Basic understanding of pros and cons of scoring matrix selection, how all scoring schemes have implicit or implied optimal target similarity, and understanding effects of choosing a 'wrong' scoring matrix.

#### Introduction

A comparison of protein and DNA sequences from living organisms reveals a varied number of differences between sequences and they can exist because, despite differences, they still provide a viable function or in some cases in DNA do not result in a coding of a different amino acid. The selection of match, substitution, insertion and deletion scores affect the resulting alignments and the sensitivity of database searches of both DNA and protein sequences.

To design a correct scoring scheme requires prior knowledge of the probabilities of each type of match, changes, and the underlying frequency of occurrence of each residue. We can quickly approximate the frequencies of occurrence by counting the rate of each residue in large databases, but to estimate the other probabilities is a more complicated process and no perfect scoring scheme exists. Each one of them has their specific limitations.

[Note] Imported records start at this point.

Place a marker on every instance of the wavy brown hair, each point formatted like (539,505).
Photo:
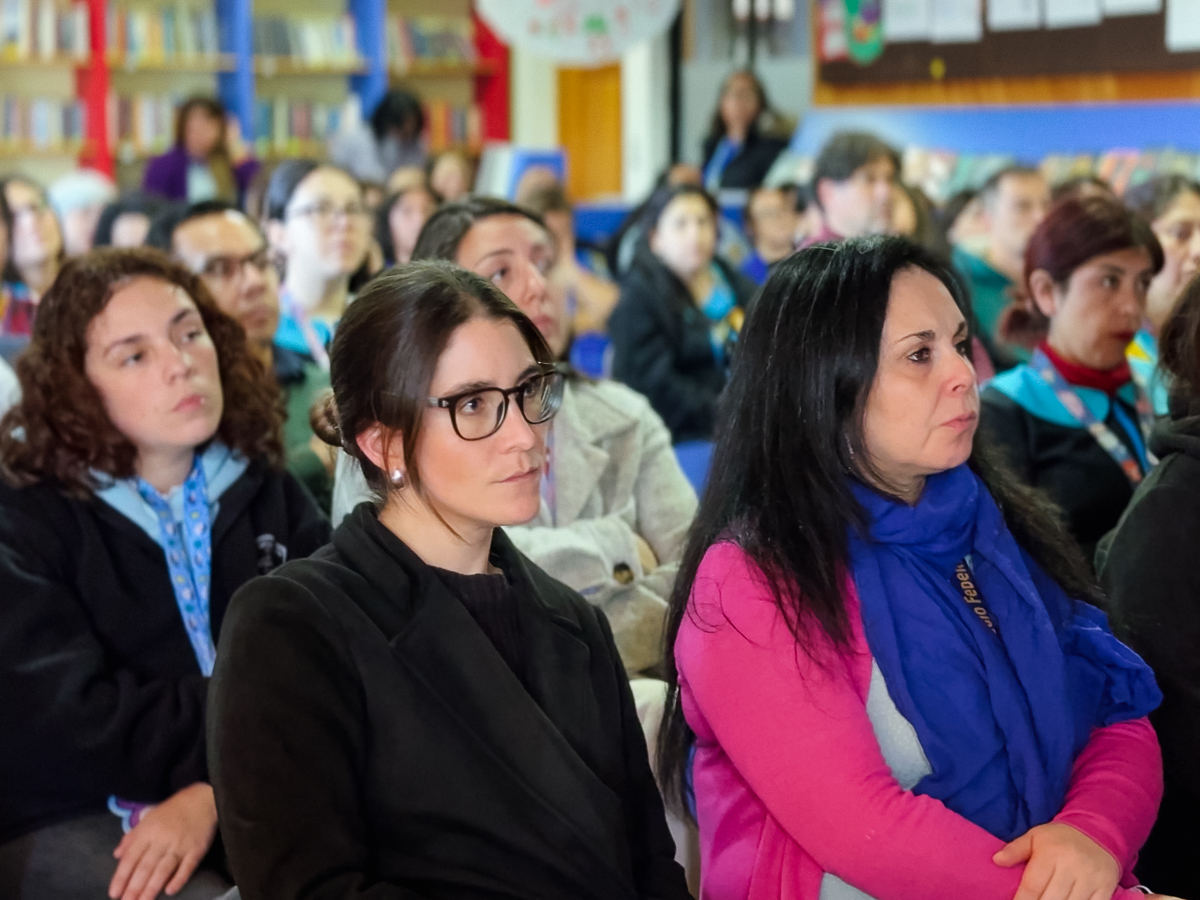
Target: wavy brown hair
(60,432)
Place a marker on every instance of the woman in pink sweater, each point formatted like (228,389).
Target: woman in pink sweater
(889,679)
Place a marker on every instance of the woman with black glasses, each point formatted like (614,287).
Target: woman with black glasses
(420,712)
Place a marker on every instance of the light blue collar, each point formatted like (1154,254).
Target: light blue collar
(222,467)
(1031,393)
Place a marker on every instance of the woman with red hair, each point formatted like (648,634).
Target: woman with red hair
(1072,419)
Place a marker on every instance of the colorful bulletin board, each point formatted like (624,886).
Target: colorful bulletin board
(1087,49)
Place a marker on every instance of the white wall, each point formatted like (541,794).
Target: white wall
(534,99)
(645,115)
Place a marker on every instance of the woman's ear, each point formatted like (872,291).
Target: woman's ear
(384,448)
(1044,292)
(276,237)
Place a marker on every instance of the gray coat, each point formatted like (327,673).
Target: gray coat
(616,477)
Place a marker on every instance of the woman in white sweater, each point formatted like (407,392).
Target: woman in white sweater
(616,505)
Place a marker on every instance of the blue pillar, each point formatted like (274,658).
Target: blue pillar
(237,88)
(370,22)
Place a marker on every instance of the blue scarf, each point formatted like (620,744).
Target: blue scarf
(1001,718)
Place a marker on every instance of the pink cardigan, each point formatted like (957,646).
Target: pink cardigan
(791,783)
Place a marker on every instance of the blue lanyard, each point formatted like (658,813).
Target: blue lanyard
(189,549)
(1068,396)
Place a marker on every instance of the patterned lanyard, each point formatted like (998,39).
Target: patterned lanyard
(189,549)
(1069,397)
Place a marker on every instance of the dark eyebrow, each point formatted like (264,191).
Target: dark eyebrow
(133,339)
(495,253)
(472,387)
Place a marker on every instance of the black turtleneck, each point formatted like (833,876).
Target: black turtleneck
(490,601)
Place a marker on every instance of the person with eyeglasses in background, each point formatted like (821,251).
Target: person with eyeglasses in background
(421,711)
(616,504)
(221,244)
(35,251)
(321,229)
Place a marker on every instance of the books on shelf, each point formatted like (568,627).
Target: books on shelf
(315,42)
(414,41)
(41,123)
(142,124)
(453,126)
(165,35)
(293,127)
(43,30)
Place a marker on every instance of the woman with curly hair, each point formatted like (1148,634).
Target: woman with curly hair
(141,484)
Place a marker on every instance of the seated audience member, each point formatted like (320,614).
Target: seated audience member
(1147,567)
(853,522)
(580,274)
(964,222)
(1171,205)
(1072,421)
(451,175)
(78,198)
(913,217)
(616,505)
(35,252)
(1081,187)
(679,312)
(126,221)
(227,250)
(731,244)
(391,139)
(1014,202)
(141,487)
(737,153)
(399,222)
(852,185)
(771,223)
(209,161)
(420,711)
(319,228)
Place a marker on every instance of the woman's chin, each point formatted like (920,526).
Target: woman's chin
(519,511)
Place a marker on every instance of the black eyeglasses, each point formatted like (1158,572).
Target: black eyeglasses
(480,413)
(229,268)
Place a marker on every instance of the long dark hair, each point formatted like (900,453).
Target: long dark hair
(1180,349)
(789,439)
(388,346)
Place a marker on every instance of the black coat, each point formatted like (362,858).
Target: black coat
(100,690)
(369,741)
(1150,573)
(751,163)
(661,346)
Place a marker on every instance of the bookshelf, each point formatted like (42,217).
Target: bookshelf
(433,52)
(95,82)
(42,125)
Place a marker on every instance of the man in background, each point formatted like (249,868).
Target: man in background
(227,250)
(852,185)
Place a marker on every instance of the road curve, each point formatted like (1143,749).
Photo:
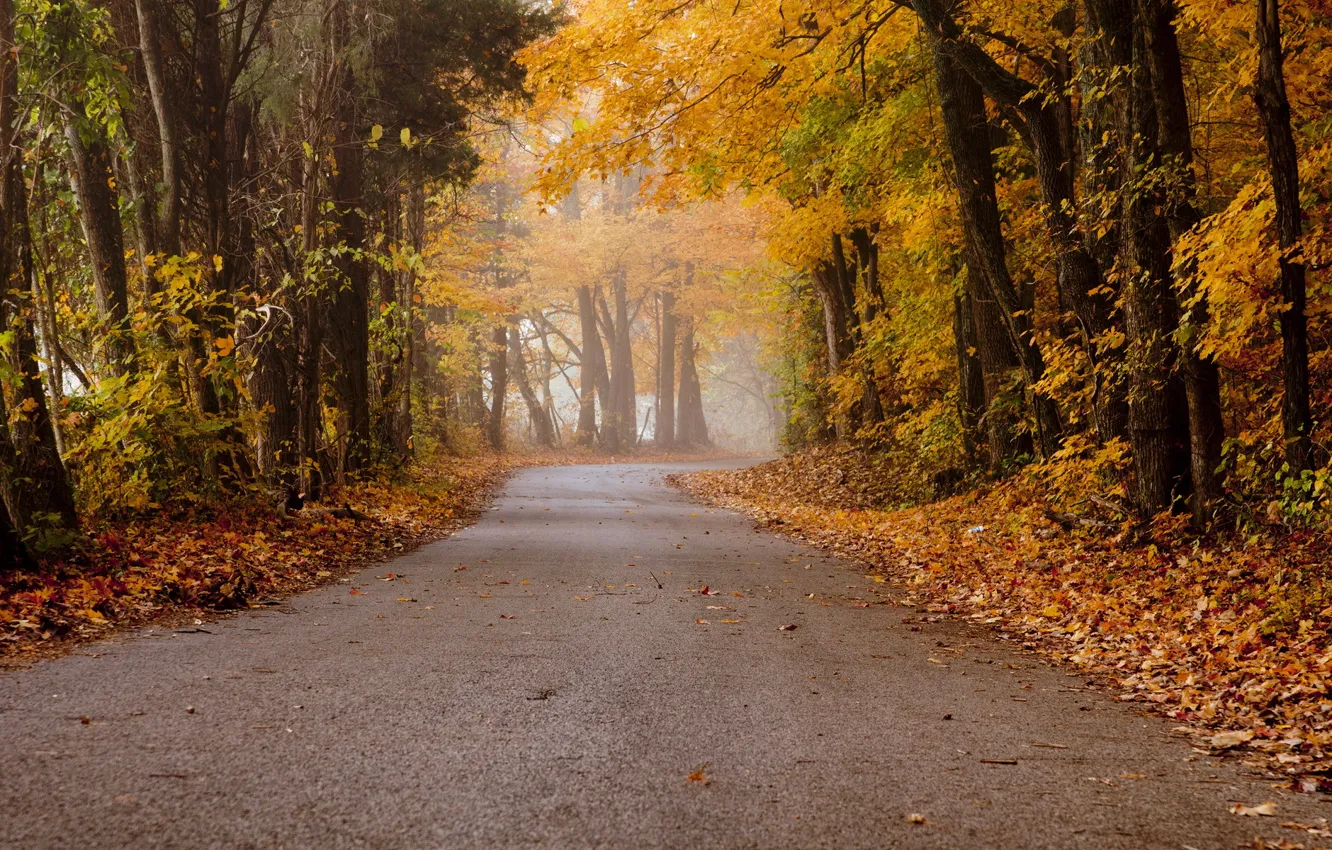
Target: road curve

A single pair of sequences does not contain enough information to allow us to determine a scoring scheme; Therefore, we need to compare multiple sequences, but unfortunately, construction of multiple sequence alignments is computationally a hard problem which is not possible to solve optimally. In an attempt to reduce errors the estimation of the frequencies are based on closely related sequences and alignments with no insertions or deletions; Thus, resulting in scoring systems without gap scores.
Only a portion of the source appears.